Güncelleme Tarihi:
Peygamber Efendimizin 'Allah’ın ayı' diye nitelediği Muharrem ayı bu yıl 11 Eylül 2018 Salı günü başladı. Aynı zamanda Hicri yılbaşı da olan Muharrem ayının birinci günü ile 1439 hicri yılından, 1440 hicri yılına girildi. Bu mübarek ay 10 Ekim'de bitecek ve Safer ayı başlayacak.
MUHARREM ORUCU NE ZAMAN TUTULUR?
Muharrem ayının İlk günü, 9. , 10. ve 11. günü, Aşure günü oruç tutmak faziletlidir. Ancak bugünler dışında da oruç tutulabilir. Hz. Peygamber'in aşure gününde devamlı olarak oruç tuttuğu rivayet edilmiştir. Fakat sadece o günde oruç tutulması doğru görülmemiş, bunun yanında bir önceki veya bir sonraki günün de oruçlu geçirilmesi tavsiye edilmiştir. Hz. Peygamber aşure orucunu da tavsiye etmiş, kezâ receb, zilkade, zilhicce ve muharrem aylarında üç gün oruç tutulmasını öğütlemiştir. Bu üç günün muharrem ayındaki uygulaması aşuredan önceki gün, aşure günü ve aşureden sonraki gün şeklindeydi. Bilindiği gibi aşure günü muharremin 10. günüdür.
İmam Şâfiî ile ashâbı, İmam Ahmed, İshak ve başkaları şöyle demişlerdir:
"Muharrem ayının dokuzuncu ve onuncu gününün birlikte tutulması müstehaptır. Çünkü Nebi -sallallahu aleyhi ve sellem- onuncu günü oruç tutmuş ve dokuzuncu günü de tutmaya niyet etmiştir."

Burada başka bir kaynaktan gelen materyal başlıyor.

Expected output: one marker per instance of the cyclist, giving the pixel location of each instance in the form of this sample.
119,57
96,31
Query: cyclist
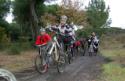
66,31
45,40
93,39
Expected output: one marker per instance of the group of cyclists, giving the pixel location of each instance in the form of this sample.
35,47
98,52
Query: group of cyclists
66,38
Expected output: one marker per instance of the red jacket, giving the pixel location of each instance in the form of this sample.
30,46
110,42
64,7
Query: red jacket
77,43
42,39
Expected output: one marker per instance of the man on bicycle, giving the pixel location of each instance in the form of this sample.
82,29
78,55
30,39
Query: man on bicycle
66,31
95,41
43,41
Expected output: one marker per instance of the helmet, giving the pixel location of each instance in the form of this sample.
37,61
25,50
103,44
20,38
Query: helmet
42,30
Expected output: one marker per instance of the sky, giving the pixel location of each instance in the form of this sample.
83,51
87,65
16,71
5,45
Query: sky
117,12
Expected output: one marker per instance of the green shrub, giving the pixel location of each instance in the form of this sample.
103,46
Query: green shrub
14,49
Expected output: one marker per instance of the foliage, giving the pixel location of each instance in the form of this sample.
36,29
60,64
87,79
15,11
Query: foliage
72,10
97,13
14,49
14,32
4,8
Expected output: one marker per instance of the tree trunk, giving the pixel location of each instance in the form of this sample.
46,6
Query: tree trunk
34,18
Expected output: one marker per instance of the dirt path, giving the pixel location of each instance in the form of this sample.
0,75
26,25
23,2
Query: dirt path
82,69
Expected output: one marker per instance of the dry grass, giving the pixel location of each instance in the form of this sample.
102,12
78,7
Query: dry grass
113,48
17,62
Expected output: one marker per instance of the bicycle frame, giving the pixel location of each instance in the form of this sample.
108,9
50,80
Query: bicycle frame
54,47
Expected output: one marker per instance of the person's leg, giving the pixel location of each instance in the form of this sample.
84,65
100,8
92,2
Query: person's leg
45,61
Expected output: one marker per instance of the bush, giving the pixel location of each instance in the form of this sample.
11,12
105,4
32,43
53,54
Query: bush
14,49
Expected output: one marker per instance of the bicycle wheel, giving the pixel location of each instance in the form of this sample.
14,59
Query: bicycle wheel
39,64
61,62
69,56
5,75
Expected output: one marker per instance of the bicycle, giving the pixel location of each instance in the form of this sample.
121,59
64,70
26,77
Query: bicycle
5,75
55,52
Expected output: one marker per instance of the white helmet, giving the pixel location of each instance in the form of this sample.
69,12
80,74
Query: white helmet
63,17
42,30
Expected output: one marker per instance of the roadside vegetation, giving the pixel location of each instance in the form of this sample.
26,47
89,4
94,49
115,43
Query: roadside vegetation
113,48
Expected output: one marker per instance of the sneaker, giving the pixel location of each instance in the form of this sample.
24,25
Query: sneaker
45,68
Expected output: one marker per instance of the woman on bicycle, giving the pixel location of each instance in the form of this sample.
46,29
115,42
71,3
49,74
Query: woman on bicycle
43,40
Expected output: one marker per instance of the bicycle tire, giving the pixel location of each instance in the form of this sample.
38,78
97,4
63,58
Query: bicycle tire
6,75
39,66
61,62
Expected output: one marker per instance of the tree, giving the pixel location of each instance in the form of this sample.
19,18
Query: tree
72,9
27,13
97,13
4,9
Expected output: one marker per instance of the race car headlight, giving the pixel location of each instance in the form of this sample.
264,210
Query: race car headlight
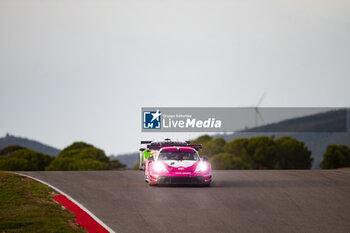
159,167
202,167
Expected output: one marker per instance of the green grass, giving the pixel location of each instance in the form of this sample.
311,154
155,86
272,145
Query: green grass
27,206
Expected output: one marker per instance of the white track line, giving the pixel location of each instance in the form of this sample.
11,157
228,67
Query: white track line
71,199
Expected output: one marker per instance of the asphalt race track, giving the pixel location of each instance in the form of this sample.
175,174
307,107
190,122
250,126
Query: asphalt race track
238,201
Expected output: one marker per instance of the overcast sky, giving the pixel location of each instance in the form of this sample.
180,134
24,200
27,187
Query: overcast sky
82,70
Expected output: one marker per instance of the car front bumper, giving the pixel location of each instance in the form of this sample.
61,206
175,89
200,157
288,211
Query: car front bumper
193,180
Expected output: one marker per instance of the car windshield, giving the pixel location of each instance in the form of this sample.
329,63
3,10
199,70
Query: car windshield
178,155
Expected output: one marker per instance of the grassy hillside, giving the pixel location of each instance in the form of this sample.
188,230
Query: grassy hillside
28,143
27,206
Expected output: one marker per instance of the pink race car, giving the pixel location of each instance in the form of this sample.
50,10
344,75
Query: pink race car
178,165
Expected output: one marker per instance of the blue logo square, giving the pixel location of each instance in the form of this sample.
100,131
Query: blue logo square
152,119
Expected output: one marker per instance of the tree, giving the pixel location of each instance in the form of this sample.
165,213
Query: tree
81,156
9,149
292,154
336,156
229,161
25,160
262,152
117,165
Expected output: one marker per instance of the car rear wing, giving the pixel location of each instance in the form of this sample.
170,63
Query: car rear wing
158,147
146,142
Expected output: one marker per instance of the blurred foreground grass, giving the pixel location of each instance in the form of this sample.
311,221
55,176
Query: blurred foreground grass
27,206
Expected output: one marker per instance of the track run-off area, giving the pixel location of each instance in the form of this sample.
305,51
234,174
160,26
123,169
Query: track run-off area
237,201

Buna göre Âşûrâ (onuncu) günü orucu derecelidir. En alt derecesi sadece onuncu günde oruç tutmaktır. Bundan bir derece yukarısı ise; onuncu gün ile birlikte dokuzuncu günde de oruç tutmaktır. Muharrem ayında ne kadar fazla oruç tutulursa, o kadar fazîletli ve güzel olur. Eğer onuncu gün ile birlikte dokuzuncu günde de oruç tutmanın hikmeti nedir? diye soracak olursan, bunun cevabı şudur:
İmam Nevevî bu konuda şöyle demiştir:
"Ashâbımızdan âlimlerle diğer âlimler, (onuncu gün ile birlikte) dokuzuncu günde de oruç tutmanın müstehap oluşunun hikmetinin sebeplerini şöyle zikretmişlerdir:
Birincisi:
Bundan kasıt; sadece onuncu günü oruç tutan yahudilere muhalefet (onlara aykırı hareket) etmek içindir. Bu, İbn-i Abbas'tan -Allah ondan ve babasından râzı olsun- rivâyet olunan görüştür.
İkincisi:
Bundan kasıt; Âşûrâ (onuncu) günü orucunu başka bir oruç ile birleştirmektir. Nitekim Nebi -sallallahu aleyhi ve sellem-, yalnızca Cuma günü oruç tutmayı yasaklamıştır.
Üçüncüsü:
Hilâlin noksan (29 gün) olmasından ve sayıda hata yapılıp dokuzuncu günün onuncu gün sayılmasından endişe edildiği için onuncu günde oruç tutmakla ihtiyatlı davranılmış olunur."